Anthropic's tool use documentation explains the mechanics well. This post is about the practical side - how we've used tool use to build real AI agents for Australian businesses, what the architecture actually looks like, and where the gotchas are.
The Basic Contract
Tool use in Claude works on a simple principle: you tell the model what operations are available, and it decides when to call them. The model never executes anything directly. It generates a structured request saying "I'd like to call function X with these arguments," your application code runs that function, and you send the result back to the model.

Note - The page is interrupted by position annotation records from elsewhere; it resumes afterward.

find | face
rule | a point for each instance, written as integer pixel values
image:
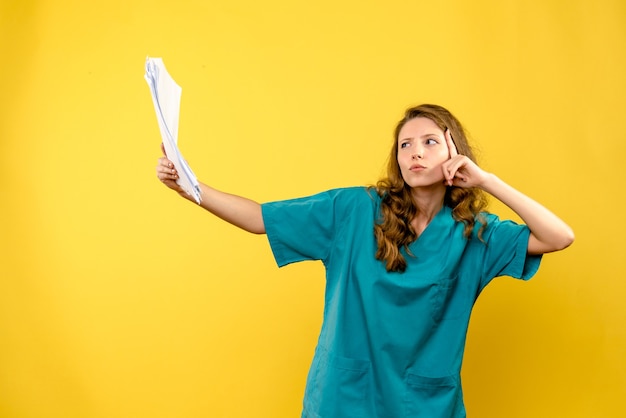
(422, 149)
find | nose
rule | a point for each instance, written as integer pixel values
(418, 153)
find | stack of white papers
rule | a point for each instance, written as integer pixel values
(166, 99)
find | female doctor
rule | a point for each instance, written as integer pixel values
(405, 261)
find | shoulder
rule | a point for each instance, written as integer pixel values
(350, 198)
(494, 227)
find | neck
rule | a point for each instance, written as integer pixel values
(429, 202)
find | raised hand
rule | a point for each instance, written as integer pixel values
(459, 170)
(166, 172)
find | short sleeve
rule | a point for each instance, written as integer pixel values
(301, 229)
(507, 251)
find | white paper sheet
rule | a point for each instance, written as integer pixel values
(166, 99)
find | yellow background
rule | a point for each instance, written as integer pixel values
(119, 299)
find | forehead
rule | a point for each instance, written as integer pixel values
(418, 127)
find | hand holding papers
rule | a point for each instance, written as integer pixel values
(166, 99)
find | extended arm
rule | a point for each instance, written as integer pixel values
(239, 211)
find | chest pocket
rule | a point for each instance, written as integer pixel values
(450, 299)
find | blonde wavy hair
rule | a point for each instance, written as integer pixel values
(393, 230)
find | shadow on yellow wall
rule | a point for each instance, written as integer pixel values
(120, 300)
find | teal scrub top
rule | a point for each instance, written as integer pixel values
(391, 344)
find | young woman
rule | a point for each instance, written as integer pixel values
(405, 262)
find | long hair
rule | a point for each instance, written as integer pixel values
(393, 230)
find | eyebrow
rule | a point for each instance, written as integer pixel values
(423, 136)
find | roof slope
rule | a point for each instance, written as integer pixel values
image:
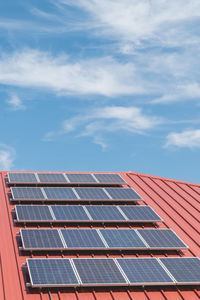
(178, 204)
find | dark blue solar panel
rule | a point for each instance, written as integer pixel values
(123, 194)
(41, 239)
(122, 238)
(98, 271)
(33, 213)
(161, 238)
(27, 193)
(81, 178)
(60, 193)
(144, 271)
(69, 212)
(82, 238)
(109, 178)
(107, 213)
(52, 177)
(140, 213)
(22, 177)
(51, 272)
(183, 269)
(91, 193)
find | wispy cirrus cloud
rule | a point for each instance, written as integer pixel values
(7, 157)
(97, 122)
(184, 139)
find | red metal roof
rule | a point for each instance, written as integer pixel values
(178, 204)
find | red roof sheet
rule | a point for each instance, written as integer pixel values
(178, 204)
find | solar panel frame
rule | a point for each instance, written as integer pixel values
(10, 174)
(191, 270)
(139, 209)
(61, 175)
(53, 237)
(55, 190)
(53, 207)
(116, 272)
(80, 181)
(112, 191)
(82, 239)
(91, 193)
(139, 271)
(41, 207)
(62, 260)
(98, 177)
(164, 236)
(139, 244)
(24, 197)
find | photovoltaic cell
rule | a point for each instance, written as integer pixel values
(161, 238)
(98, 271)
(52, 177)
(140, 213)
(82, 238)
(27, 193)
(60, 193)
(123, 194)
(183, 269)
(80, 178)
(122, 238)
(51, 272)
(99, 212)
(144, 271)
(69, 212)
(22, 177)
(33, 213)
(109, 178)
(41, 239)
(91, 193)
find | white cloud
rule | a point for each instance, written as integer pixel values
(7, 157)
(107, 119)
(103, 76)
(185, 139)
(137, 21)
(15, 102)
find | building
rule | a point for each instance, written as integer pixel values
(176, 202)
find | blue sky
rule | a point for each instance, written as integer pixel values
(101, 85)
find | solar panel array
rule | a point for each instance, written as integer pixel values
(77, 193)
(109, 272)
(53, 239)
(66, 178)
(87, 213)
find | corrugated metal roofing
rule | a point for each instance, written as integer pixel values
(177, 203)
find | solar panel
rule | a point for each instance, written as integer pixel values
(99, 271)
(91, 193)
(140, 213)
(141, 271)
(52, 177)
(82, 238)
(123, 194)
(110, 178)
(22, 177)
(60, 193)
(161, 238)
(51, 272)
(122, 238)
(27, 193)
(41, 239)
(186, 270)
(33, 213)
(69, 213)
(105, 213)
(80, 178)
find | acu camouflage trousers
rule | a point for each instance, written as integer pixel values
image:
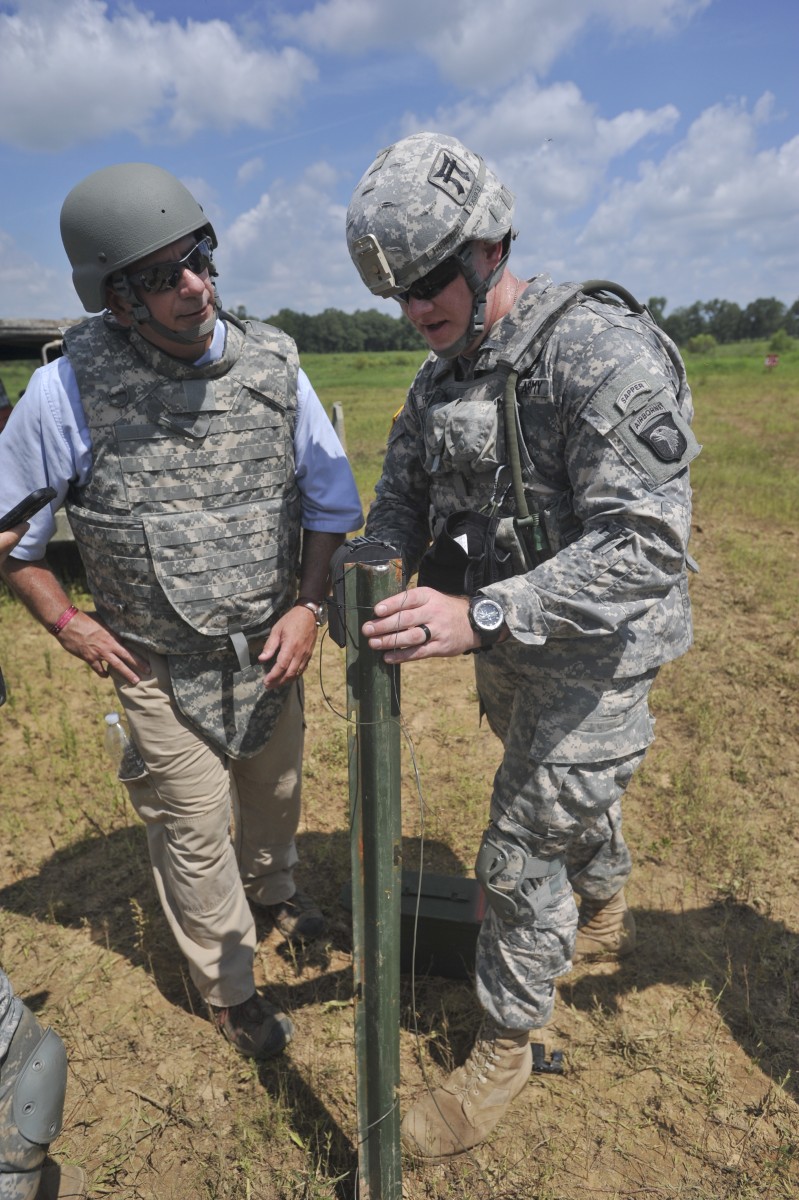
(220, 831)
(572, 744)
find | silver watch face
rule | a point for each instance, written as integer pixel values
(487, 615)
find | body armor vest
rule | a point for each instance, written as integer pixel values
(467, 453)
(467, 457)
(188, 526)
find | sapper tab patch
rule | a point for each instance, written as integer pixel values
(629, 394)
(656, 426)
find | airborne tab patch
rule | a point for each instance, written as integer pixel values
(658, 429)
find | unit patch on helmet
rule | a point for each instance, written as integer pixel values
(452, 175)
(656, 426)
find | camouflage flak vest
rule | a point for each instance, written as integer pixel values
(188, 526)
(466, 439)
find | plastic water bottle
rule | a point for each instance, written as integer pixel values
(115, 739)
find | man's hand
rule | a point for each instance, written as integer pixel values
(10, 538)
(90, 641)
(402, 622)
(290, 645)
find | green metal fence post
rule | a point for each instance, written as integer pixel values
(376, 834)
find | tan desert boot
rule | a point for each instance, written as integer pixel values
(606, 929)
(464, 1110)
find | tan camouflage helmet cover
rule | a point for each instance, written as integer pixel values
(418, 203)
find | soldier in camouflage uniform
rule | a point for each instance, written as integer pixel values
(538, 479)
(200, 478)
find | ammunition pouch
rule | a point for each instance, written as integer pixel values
(466, 556)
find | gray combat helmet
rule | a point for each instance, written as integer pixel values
(120, 214)
(422, 201)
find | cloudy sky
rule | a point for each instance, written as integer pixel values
(653, 142)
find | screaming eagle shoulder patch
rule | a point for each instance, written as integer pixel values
(656, 426)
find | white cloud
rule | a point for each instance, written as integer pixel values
(548, 144)
(29, 288)
(288, 251)
(71, 72)
(474, 43)
(714, 217)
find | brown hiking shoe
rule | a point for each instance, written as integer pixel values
(606, 929)
(61, 1182)
(299, 918)
(256, 1029)
(464, 1110)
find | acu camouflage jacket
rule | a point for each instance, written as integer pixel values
(602, 412)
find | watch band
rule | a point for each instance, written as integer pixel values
(314, 606)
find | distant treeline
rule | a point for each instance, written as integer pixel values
(725, 321)
(334, 331)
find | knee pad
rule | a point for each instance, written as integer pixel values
(517, 885)
(32, 1086)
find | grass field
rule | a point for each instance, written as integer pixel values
(682, 1068)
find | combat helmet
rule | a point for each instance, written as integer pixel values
(422, 201)
(119, 215)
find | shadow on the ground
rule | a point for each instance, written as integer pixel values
(748, 960)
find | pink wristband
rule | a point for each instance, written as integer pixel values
(64, 619)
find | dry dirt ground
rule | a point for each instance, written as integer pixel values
(682, 1065)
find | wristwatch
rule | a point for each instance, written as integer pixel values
(487, 618)
(314, 606)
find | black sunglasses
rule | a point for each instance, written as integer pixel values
(430, 285)
(166, 276)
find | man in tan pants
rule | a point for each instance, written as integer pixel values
(206, 491)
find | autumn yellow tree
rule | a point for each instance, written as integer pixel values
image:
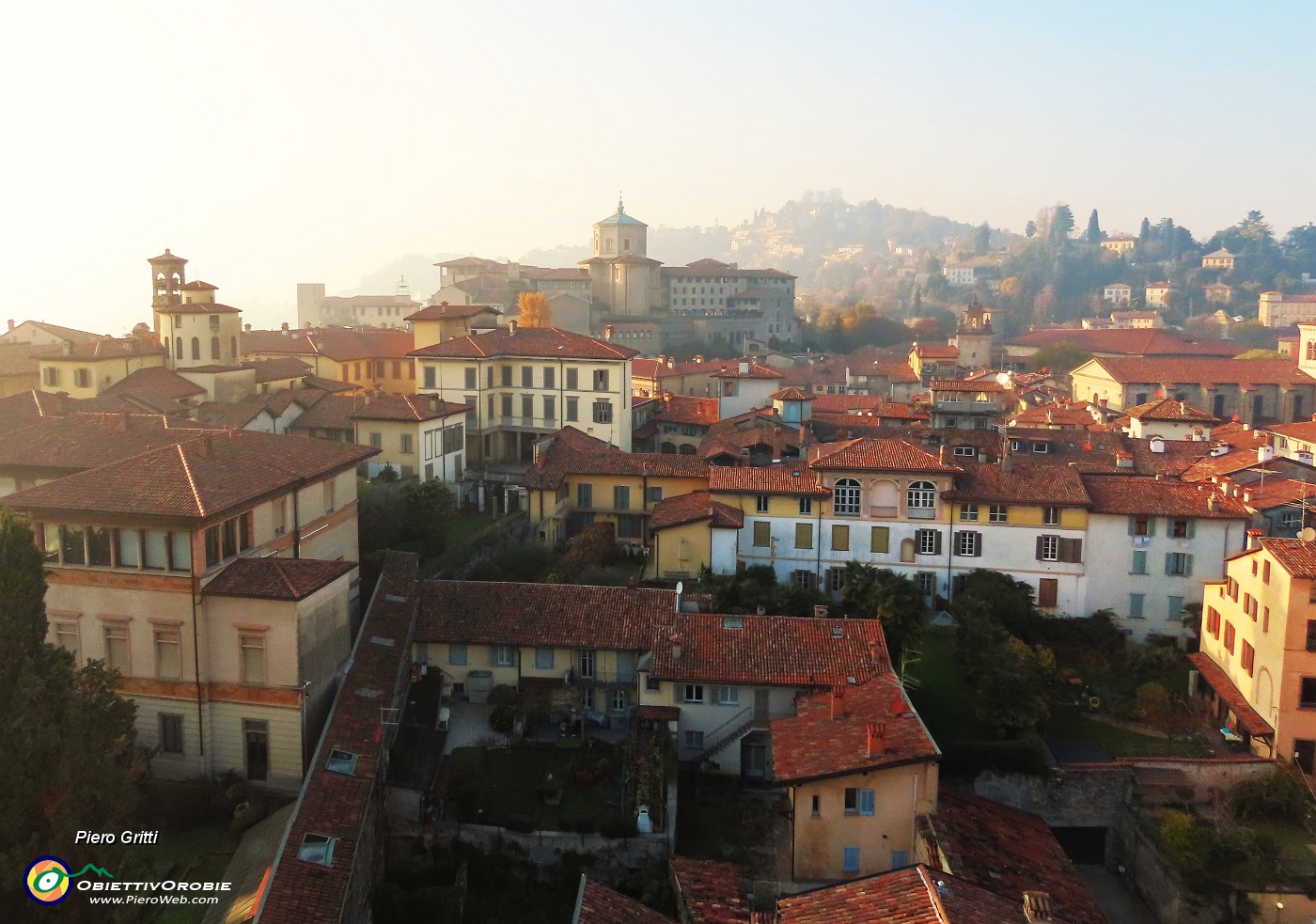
(535, 311)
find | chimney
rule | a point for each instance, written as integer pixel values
(877, 735)
(1037, 907)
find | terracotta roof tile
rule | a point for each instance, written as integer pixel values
(710, 891)
(694, 507)
(599, 904)
(565, 615)
(1148, 496)
(539, 342)
(1009, 852)
(828, 735)
(276, 578)
(884, 454)
(793, 478)
(779, 650)
(911, 895)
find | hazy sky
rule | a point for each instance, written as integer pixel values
(283, 142)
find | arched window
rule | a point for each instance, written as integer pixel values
(921, 499)
(845, 498)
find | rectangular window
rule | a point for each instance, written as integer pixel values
(168, 654)
(928, 541)
(1307, 693)
(879, 540)
(118, 651)
(859, 802)
(66, 637)
(1048, 592)
(803, 535)
(967, 544)
(171, 733)
(252, 657)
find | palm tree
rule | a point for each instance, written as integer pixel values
(891, 598)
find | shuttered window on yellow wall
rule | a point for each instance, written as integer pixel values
(841, 539)
(881, 539)
(803, 535)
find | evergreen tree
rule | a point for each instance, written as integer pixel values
(1094, 229)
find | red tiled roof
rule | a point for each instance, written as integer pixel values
(332, 803)
(1293, 556)
(815, 743)
(1132, 342)
(444, 312)
(885, 454)
(1138, 496)
(157, 381)
(694, 507)
(1232, 697)
(1170, 410)
(1174, 370)
(1009, 854)
(710, 891)
(911, 895)
(404, 408)
(779, 650)
(559, 615)
(276, 578)
(793, 478)
(539, 342)
(199, 478)
(599, 904)
(1024, 483)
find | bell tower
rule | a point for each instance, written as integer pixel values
(167, 278)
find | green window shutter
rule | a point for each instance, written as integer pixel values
(881, 539)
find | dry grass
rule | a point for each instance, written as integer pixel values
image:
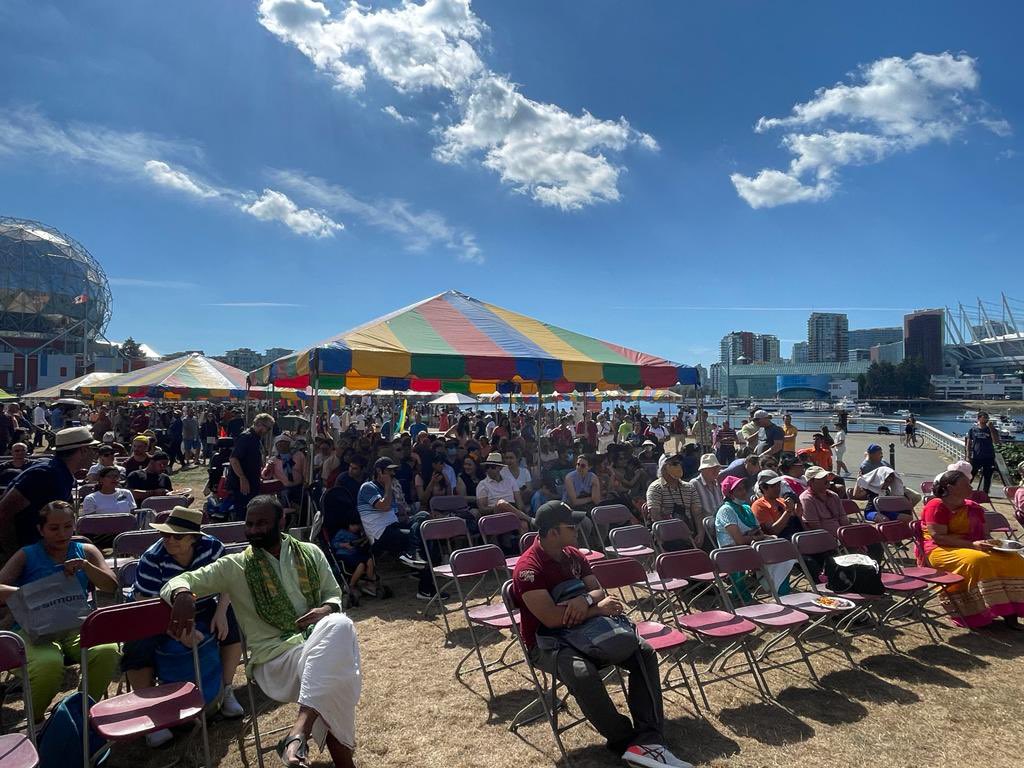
(931, 706)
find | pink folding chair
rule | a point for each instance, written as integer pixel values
(17, 751)
(495, 525)
(142, 711)
(480, 563)
(776, 623)
(716, 629)
(227, 532)
(625, 572)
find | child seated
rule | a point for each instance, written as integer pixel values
(352, 550)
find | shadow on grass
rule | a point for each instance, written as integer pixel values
(766, 723)
(864, 686)
(824, 706)
(910, 671)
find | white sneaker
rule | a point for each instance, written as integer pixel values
(229, 706)
(652, 756)
(158, 738)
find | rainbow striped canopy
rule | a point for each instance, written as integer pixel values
(455, 343)
(190, 377)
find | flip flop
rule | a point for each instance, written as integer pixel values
(300, 755)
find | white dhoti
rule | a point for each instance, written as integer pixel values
(322, 674)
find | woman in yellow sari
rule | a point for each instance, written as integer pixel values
(954, 540)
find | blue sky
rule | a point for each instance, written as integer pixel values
(269, 173)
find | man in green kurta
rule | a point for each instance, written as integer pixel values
(302, 647)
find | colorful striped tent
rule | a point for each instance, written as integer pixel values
(192, 377)
(455, 343)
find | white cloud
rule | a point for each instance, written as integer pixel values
(420, 230)
(557, 158)
(163, 174)
(275, 206)
(896, 104)
(391, 112)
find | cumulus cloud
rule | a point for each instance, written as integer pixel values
(419, 230)
(275, 206)
(893, 104)
(163, 174)
(557, 158)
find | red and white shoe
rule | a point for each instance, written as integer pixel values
(652, 756)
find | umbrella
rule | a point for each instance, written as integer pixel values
(454, 398)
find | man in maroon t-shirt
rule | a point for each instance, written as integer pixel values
(551, 559)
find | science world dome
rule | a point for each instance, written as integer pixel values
(48, 283)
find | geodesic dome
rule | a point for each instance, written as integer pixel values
(42, 272)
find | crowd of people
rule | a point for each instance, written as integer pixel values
(375, 484)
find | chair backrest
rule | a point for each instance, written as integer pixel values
(503, 522)
(683, 564)
(473, 561)
(671, 530)
(443, 529)
(527, 539)
(616, 572)
(738, 558)
(164, 503)
(894, 504)
(894, 531)
(814, 542)
(774, 551)
(449, 505)
(121, 624)
(631, 536)
(859, 536)
(610, 514)
(134, 543)
(112, 524)
(227, 532)
(995, 521)
(710, 529)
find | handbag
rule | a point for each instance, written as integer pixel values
(49, 606)
(604, 640)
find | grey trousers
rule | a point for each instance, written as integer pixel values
(584, 681)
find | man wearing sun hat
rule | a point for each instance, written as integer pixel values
(47, 480)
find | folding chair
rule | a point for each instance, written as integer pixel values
(481, 562)
(226, 532)
(996, 523)
(775, 621)
(443, 531)
(622, 572)
(906, 591)
(142, 711)
(720, 630)
(17, 751)
(495, 525)
(851, 509)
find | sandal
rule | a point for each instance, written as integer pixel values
(301, 754)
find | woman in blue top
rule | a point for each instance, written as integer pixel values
(56, 551)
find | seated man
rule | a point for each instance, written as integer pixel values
(152, 480)
(288, 605)
(549, 561)
(497, 493)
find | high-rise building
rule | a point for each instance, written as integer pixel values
(826, 340)
(924, 334)
(865, 338)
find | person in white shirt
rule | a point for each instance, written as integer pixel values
(109, 499)
(496, 494)
(519, 475)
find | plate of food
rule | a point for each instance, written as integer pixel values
(833, 603)
(1009, 546)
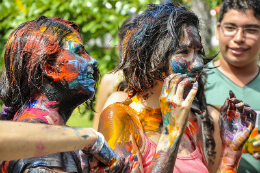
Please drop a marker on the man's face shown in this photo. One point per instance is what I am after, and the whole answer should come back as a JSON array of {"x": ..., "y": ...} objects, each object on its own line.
[
  {"x": 75, "y": 66},
  {"x": 239, "y": 50}
]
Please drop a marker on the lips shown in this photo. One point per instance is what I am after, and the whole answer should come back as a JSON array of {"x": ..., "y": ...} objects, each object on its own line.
[{"x": 238, "y": 51}]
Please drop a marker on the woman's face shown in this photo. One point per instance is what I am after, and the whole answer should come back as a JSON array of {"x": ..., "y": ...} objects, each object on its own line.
[
  {"x": 76, "y": 66},
  {"x": 187, "y": 57}
]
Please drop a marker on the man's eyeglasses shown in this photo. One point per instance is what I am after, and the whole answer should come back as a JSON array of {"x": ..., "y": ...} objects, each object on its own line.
[{"x": 230, "y": 30}]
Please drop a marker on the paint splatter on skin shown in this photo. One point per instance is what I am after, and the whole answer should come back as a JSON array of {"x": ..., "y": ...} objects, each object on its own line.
[
  {"x": 237, "y": 123},
  {"x": 39, "y": 148}
]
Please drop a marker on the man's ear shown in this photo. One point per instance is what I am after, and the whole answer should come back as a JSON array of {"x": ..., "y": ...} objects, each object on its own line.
[
  {"x": 50, "y": 71},
  {"x": 217, "y": 31}
]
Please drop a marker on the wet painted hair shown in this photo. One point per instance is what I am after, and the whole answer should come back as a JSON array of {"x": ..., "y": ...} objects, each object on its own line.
[
  {"x": 241, "y": 5},
  {"x": 29, "y": 47},
  {"x": 150, "y": 40}
]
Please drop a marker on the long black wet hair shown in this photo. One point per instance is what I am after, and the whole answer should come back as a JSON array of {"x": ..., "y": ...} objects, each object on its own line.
[
  {"x": 30, "y": 46},
  {"x": 150, "y": 40}
]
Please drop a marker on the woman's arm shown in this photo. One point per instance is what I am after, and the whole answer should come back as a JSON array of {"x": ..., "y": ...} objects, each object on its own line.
[
  {"x": 214, "y": 113},
  {"x": 237, "y": 123},
  {"x": 24, "y": 140},
  {"x": 175, "y": 112}
]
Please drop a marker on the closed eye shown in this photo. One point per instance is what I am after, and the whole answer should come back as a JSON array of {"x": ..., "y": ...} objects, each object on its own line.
[{"x": 185, "y": 51}]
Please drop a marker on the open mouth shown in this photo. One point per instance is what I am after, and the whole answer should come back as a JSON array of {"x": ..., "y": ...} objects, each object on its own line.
[{"x": 238, "y": 50}]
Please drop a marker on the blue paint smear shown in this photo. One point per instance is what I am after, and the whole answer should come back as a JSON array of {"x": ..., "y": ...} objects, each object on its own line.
[{"x": 32, "y": 104}]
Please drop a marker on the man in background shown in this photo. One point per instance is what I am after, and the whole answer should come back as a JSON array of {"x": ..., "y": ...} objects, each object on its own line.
[{"x": 238, "y": 31}]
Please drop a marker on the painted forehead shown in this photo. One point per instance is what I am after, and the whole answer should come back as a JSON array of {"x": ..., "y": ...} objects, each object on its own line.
[{"x": 191, "y": 37}]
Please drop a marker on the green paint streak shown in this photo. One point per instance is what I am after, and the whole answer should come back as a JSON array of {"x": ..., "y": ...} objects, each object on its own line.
[{"x": 85, "y": 136}]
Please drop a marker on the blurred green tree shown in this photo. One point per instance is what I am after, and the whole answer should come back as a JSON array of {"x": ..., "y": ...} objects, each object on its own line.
[{"x": 98, "y": 20}]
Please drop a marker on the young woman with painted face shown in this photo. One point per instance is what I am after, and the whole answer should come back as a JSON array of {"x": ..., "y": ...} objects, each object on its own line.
[
  {"x": 47, "y": 74},
  {"x": 166, "y": 125}
]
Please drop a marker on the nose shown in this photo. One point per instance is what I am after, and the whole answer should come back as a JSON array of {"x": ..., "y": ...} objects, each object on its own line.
[{"x": 239, "y": 36}]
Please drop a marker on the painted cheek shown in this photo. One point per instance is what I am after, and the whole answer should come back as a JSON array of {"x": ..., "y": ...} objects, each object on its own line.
[
  {"x": 65, "y": 69},
  {"x": 179, "y": 65}
]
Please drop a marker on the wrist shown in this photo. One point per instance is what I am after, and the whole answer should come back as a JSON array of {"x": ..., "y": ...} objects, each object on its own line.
[{"x": 229, "y": 160}]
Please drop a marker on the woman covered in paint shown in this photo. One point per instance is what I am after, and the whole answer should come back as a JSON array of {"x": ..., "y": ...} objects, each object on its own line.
[
  {"x": 166, "y": 125},
  {"x": 48, "y": 73}
]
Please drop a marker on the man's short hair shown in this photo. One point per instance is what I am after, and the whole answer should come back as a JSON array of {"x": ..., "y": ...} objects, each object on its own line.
[{"x": 241, "y": 5}]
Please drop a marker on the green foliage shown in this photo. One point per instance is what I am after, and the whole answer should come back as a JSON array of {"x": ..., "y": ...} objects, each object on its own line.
[{"x": 213, "y": 3}]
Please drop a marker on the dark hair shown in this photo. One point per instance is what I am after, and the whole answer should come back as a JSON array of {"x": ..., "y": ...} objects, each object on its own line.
[
  {"x": 28, "y": 48},
  {"x": 149, "y": 42},
  {"x": 241, "y": 5},
  {"x": 124, "y": 27}
]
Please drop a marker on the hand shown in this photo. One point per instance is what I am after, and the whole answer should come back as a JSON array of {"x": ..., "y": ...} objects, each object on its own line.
[
  {"x": 92, "y": 164},
  {"x": 175, "y": 109},
  {"x": 118, "y": 166},
  {"x": 256, "y": 147},
  {"x": 237, "y": 123}
]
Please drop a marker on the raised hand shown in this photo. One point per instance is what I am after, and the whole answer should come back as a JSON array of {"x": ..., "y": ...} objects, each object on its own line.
[
  {"x": 237, "y": 123},
  {"x": 175, "y": 112},
  {"x": 175, "y": 109}
]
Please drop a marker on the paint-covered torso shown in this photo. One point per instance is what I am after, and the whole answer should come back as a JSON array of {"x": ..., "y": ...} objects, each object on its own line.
[{"x": 125, "y": 129}]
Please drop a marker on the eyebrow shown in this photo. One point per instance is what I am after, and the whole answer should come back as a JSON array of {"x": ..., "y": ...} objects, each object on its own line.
[{"x": 248, "y": 25}]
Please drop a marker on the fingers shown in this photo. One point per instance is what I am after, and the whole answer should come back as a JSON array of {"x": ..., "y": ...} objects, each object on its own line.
[
  {"x": 256, "y": 143},
  {"x": 166, "y": 84},
  {"x": 224, "y": 108},
  {"x": 231, "y": 94},
  {"x": 192, "y": 93},
  {"x": 182, "y": 85},
  {"x": 174, "y": 83},
  {"x": 250, "y": 118}
]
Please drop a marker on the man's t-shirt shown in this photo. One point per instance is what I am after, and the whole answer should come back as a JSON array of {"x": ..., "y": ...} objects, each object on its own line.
[{"x": 217, "y": 90}]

Think of it like working with a very capable colleague who can reason about problems and tell you exactly what API calls to make, but doesn't have access to your keyboard. They say "run this query." You run it. You give them the results. They tell you what to do next.
In code terms, you define tools as JSON schemas describing the function name, parameters, and types. You include these tool definitions when you send a message to Claude's API. If Claude decides a tool call would help answer the question, it returns a response with stop_reason: "tool_use" and a tool_use block containing the function name and arguments. Your application executes the function, then sends the result back as a tool_result block. The conversation continues.
This isn't magic. It's typed interfaces. If you've ever built a REST API and written client code that calls it, you already understand the pattern. The only difference is that the "client" deciding which endpoint to call is a language model instead of hardcoded application logic.
Three Types of Tools
Not all tools work the same way. Where the code executes changes what your application needs to handle.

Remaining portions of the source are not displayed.